The first Viper, which was owned by the late legendary car executive Lee Iacocca, is set to hit the block as part of Bonham’s 2020 Scottsdale sales event this week. With a chassis number of 001, the 1992 RT/10 roadster is the stuff of middle schoolers’ dreams and easily the most desirable version of the American sports car.
Iacocca, who’s best known for spearheading the development of the Ford Mustang, was running Chrysler during the ‘80s when he greenlit the Viper—with a little encouragement from his old pal Carol Shelby—as part of his efforts to revitalize the automaker. And just as he promised at the car’s introduction in 1990, the executive took the first Viper to roll off the production line as his own a year later. Iacocca would retain the car until his death last July, totaling just 6220 miles on the red roadster during his time with it.
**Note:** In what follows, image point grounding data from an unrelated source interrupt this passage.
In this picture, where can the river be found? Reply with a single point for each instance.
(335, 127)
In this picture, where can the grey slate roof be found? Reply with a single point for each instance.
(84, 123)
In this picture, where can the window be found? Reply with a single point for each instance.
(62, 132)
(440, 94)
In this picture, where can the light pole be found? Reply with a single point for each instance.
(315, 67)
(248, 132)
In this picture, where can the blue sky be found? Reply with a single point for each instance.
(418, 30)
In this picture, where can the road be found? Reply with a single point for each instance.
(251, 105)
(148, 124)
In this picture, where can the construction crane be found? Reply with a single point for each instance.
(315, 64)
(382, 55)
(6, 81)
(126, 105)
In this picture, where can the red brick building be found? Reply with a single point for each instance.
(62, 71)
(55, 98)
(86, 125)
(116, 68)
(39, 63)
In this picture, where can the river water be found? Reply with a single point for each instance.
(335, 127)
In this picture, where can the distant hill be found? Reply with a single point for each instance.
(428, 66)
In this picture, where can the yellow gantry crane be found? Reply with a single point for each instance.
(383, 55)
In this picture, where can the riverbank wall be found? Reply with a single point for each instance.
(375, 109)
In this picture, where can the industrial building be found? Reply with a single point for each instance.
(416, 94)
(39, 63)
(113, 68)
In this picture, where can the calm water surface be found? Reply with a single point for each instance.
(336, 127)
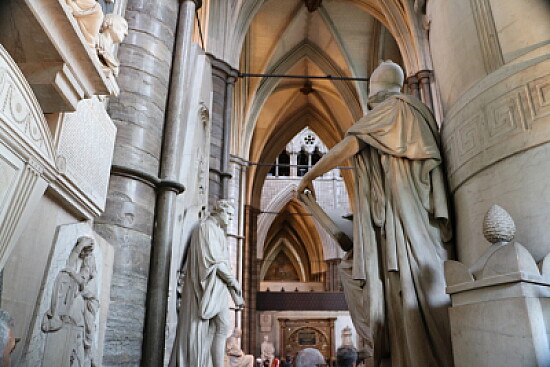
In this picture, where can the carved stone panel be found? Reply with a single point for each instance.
(68, 325)
(298, 334)
(85, 151)
(26, 154)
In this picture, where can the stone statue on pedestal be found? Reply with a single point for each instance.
(400, 226)
(267, 349)
(237, 358)
(89, 16)
(70, 320)
(113, 31)
(204, 315)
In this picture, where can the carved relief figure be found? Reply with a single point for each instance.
(401, 222)
(89, 16)
(204, 315)
(237, 358)
(113, 31)
(70, 320)
(267, 349)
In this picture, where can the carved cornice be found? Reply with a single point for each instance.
(473, 135)
(488, 35)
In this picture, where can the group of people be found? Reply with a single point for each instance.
(277, 363)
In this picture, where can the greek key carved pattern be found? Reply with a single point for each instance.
(509, 116)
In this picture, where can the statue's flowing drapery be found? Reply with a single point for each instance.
(204, 296)
(399, 189)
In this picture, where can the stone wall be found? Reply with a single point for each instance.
(491, 65)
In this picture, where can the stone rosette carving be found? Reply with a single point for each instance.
(113, 31)
(498, 225)
(501, 262)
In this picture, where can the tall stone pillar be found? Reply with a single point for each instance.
(223, 81)
(493, 77)
(139, 113)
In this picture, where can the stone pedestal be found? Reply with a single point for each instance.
(499, 314)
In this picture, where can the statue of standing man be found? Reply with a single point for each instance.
(393, 277)
(204, 314)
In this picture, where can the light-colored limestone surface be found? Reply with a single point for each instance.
(44, 348)
(499, 314)
(81, 137)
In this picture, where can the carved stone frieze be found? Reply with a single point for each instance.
(68, 324)
(474, 132)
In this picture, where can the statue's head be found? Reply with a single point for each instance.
(224, 211)
(237, 333)
(7, 340)
(117, 27)
(84, 246)
(388, 77)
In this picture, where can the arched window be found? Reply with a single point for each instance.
(316, 156)
(303, 163)
(284, 164)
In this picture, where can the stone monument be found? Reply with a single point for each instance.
(70, 321)
(499, 304)
(401, 224)
(237, 358)
(7, 339)
(204, 318)
(267, 350)
(309, 357)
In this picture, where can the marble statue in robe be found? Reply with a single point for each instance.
(113, 31)
(89, 16)
(393, 277)
(237, 358)
(204, 314)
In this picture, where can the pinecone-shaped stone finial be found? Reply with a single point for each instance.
(498, 225)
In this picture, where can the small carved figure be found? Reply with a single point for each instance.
(89, 16)
(113, 31)
(267, 349)
(73, 309)
(401, 223)
(237, 358)
(204, 319)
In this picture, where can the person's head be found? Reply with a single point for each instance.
(117, 27)
(7, 339)
(387, 78)
(346, 357)
(224, 211)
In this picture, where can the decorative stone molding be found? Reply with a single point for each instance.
(498, 313)
(492, 113)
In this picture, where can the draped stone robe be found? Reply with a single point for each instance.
(401, 221)
(204, 295)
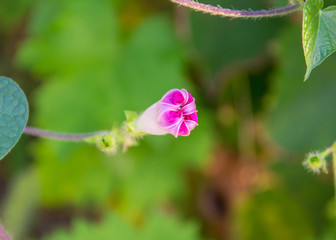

In addition to its low mileage, Iacocca’s Viper was regularly serviced at a Chrysler dealership outside Palm Springs, and because of that, the vehicle is in excellent condition inside and out, according to Bonhams. While its aggressive serpentine-like styling is what the car is most known for, the RT/10 was a true performance monster. The rear-wheel-drive roadster features a hulking 488-cubic-inch V-10 paired with a six-speed manual transmission that is capable of churning out 400 horsepower at 4600 rpm. Other features include four-wheel independent suspension and four-wheel disc brakes.
Iacocca’s Viper is scheduled to go up for auction on Thursday morning, January 16, at the Westin Kierland Resort & Spa. Sold without reserve, Bonhams expects the car to sell for $100,000 to $125,000. Considering that it’s the first production Viper built and that it belonged to the man who helped originate it, that price sounds like a bargain.